Although the classification of perfused and non-perfused BRVO is prevalent in clinical practice, their differentiation is not always easy. In eyes with acute BRVO, within a few months of symptom onset, FA images show many areas where fluorescence is blocked by retinal hemorrhages, which may mimic hypofluorescence due to non-perfusion of the retina. To avoid misreading the blocked hypofluorescence due to retinal hemorrhages as non-perfusion hypofluorescence, I studied FA images taken during the chronic stage of the disease when most retinal hemorrhages had disappeared, results of these studies being very important to treat microaneurysms and capillary non-perfusion using laser photocoagulation in eyes with BRVO [10].

So-called non-perfused BRVO does not always refer to eyes with a complete dropout of the capillary network. Even with FA images of good quality without retinal hemorrhages, determination of non-perfused BRVO may still be ambiguous in some cases. The affected retinal area in such eyes includes both areas with the complete absence of capillaries and of reduced capillary density to various degrees. Therefore, in the current study, I divided the affected retinal area into 15 squares corresponding to the Humphrey test points. It was difficult to differentiate between non-perfused and perfused even for the small retinal squares shown in Fig. 3 because of the widely variable size of the capillary-free area within each retinal square. Thus, I defined partially perfused squares as having a capillary-free area between 1/3 and 2/3 of the total area of each square and others as either perfused or non-perfused. Owing to this subjective definition, I only adopted data that were agreed upon completely by the three evaluators. Consequently, the number of partially perfused squares available for the analysis was small. This is one potential limitation of the study.

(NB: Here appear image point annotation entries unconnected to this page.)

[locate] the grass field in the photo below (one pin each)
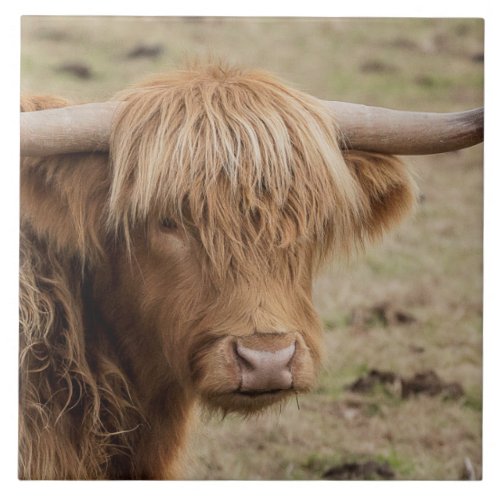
(409, 306)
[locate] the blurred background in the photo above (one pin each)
(400, 396)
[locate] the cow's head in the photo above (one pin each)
(228, 191)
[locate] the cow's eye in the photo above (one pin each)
(167, 224)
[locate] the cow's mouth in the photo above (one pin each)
(248, 373)
(247, 402)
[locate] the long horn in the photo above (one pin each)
(87, 128)
(382, 130)
(74, 129)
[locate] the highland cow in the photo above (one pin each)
(178, 267)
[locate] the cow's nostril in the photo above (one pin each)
(265, 371)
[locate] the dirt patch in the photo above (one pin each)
(367, 382)
(384, 313)
(360, 470)
(145, 51)
(376, 66)
(79, 70)
(428, 383)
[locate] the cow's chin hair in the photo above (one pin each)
(246, 403)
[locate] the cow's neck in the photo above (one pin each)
(162, 400)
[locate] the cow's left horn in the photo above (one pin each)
(87, 128)
(383, 130)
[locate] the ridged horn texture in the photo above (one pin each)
(382, 130)
(74, 129)
(87, 128)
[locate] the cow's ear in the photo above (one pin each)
(63, 201)
(63, 197)
(388, 188)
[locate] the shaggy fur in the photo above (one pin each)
(223, 193)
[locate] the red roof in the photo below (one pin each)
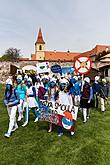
(33, 57)
(40, 38)
(95, 51)
(23, 59)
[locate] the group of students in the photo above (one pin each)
(24, 94)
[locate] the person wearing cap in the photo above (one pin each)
(11, 100)
(21, 88)
(31, 101)
(96, 86)
(103, 93)
(85, 97)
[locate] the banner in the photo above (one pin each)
(58, 114)
(43, 67)
(56, 69)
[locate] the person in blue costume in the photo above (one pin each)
(103, 93)
(21, 88)
(11, 100)
(31, 102)
(45, 81)
(52, 96)
(77, 90)
(65, 97)
(96, 87)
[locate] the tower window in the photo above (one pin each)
(40, 47)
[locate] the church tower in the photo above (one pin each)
(40, 47)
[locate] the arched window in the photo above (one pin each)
(40, 47)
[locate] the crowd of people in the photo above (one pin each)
(24, 92)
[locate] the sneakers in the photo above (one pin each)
(36, 119)
(7, 135)
(14, 129)
(50, 130)
(25, 123)
(72, 133)
(60, 134)
(20, 117)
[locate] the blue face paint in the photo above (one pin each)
(19, 81)
(8, 86)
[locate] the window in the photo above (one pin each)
(106, 72)
(40, 47)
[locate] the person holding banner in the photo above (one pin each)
(103, 93)
(51, 96)
(31, 102)
(85, 97)
(96, 86)
(11, 100)
(65, 98)
(21, 88)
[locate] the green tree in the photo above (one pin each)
(11, 54)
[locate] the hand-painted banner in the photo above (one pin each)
(43, 67)
(58, 114)
(56, 69)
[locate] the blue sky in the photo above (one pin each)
(77, 25)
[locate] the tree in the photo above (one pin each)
(11, 54)
(101, 55)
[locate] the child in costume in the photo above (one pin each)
(31, 101)
(11, 100)
(103, 93)
(85, 98)
(21, 88)
(64, 97)
(51, 96)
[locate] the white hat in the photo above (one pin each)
(19, 77)
(97, 78)
(87, 79)
(104, 80)
(29, 79)
(9, 81)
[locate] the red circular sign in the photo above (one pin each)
(83, 65)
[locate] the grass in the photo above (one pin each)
(32, 145)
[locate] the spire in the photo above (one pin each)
(40, 38)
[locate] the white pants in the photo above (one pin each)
(76, 100)
(12, 116)
(20, 108)
(102, 104)
(85, 114)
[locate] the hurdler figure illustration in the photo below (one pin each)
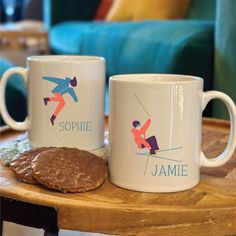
(140, 137)
(63, 86)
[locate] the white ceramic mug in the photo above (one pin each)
(65, 101)
(155, 131)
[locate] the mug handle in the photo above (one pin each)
(229, 150)
(6, 117)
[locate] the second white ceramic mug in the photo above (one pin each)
(155, 131)
(65, 101)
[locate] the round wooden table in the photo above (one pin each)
(207, 209)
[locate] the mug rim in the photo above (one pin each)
(153, 78)
(64, 58)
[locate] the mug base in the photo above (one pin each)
(155, 189)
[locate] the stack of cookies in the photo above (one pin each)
(63, 169)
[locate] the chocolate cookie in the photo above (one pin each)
(21, 165)
(69, 170)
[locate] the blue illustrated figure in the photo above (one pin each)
(63, 86)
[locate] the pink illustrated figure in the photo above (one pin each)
(140, 138)
(63, 86)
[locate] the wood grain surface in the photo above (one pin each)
(207, 209)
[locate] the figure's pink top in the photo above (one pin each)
(138, 132)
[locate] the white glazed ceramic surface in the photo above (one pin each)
(174, 103)
(79, 123)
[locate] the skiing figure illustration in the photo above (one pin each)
(140, 137)
(150, 143)
(63, 86)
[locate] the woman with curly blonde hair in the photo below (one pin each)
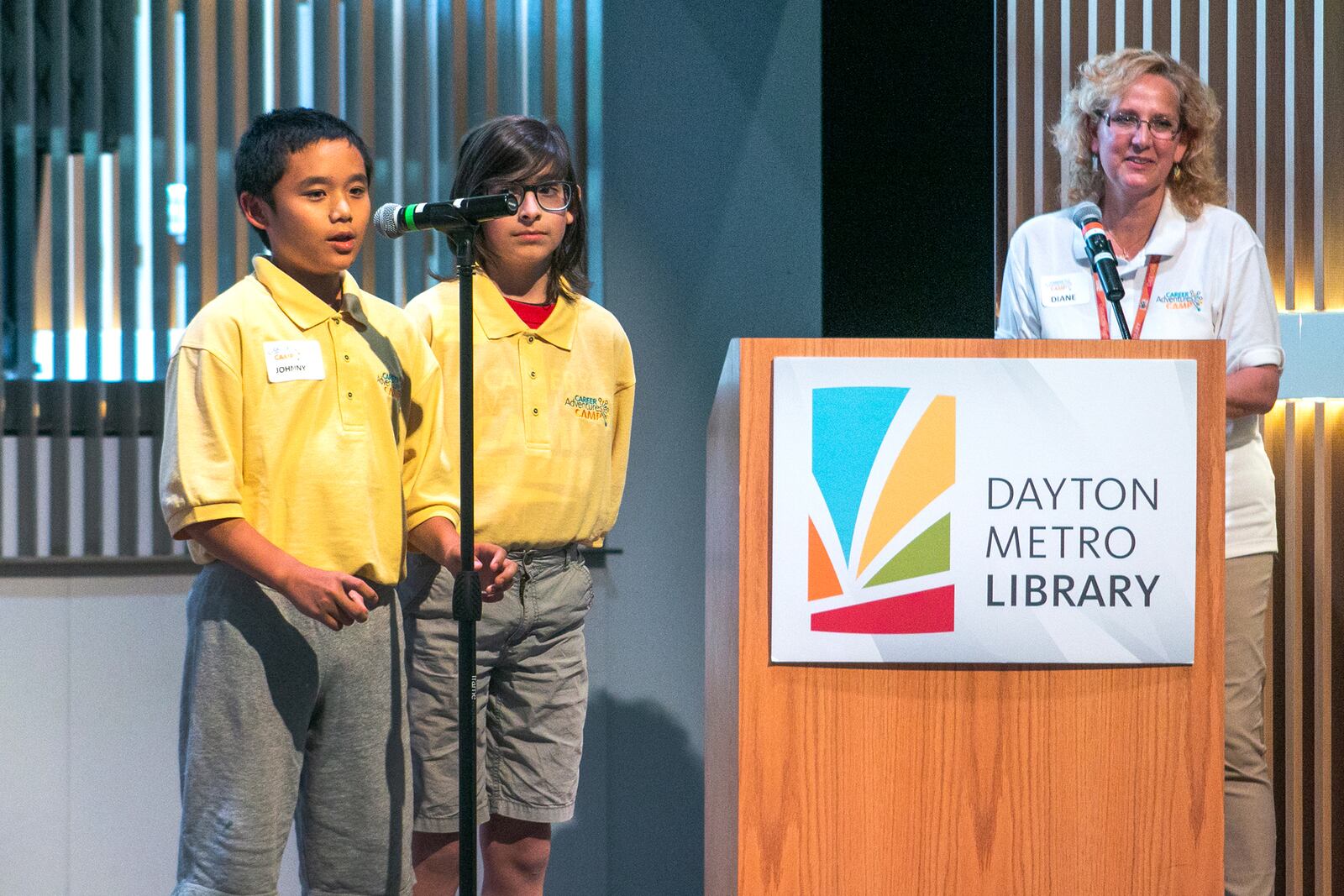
(1136, 137)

Another limitation was the method of superimposing Humphrey results onto FA images, which may be inferior to using a fundus-related microperimeter, i.e., MP-1, in terms of accuracy of the correlation between the affected retinal area and light sensitivity. MP-1 can be advantageous for accurately correlating retinal location and function. However, one disadvantage is that it is less common in clinical practice compared with the Humphrey perimeter. Moreover, the dynamic range of its 20 dB measurement is far less than the 50 dB of the Humphrey perimetry. Thus, zero dB sensitivity measured with MP-1 does not always mean absolute scotoma, which is a major drawback of MP-1 in assessing light sensitivity in eyes with non-perfused BRVO.

In conclusion, light sensitivity is decreased in retinal areas showing impaired perfusion in eyes with BRVO present without retinal edema or hemorrhage.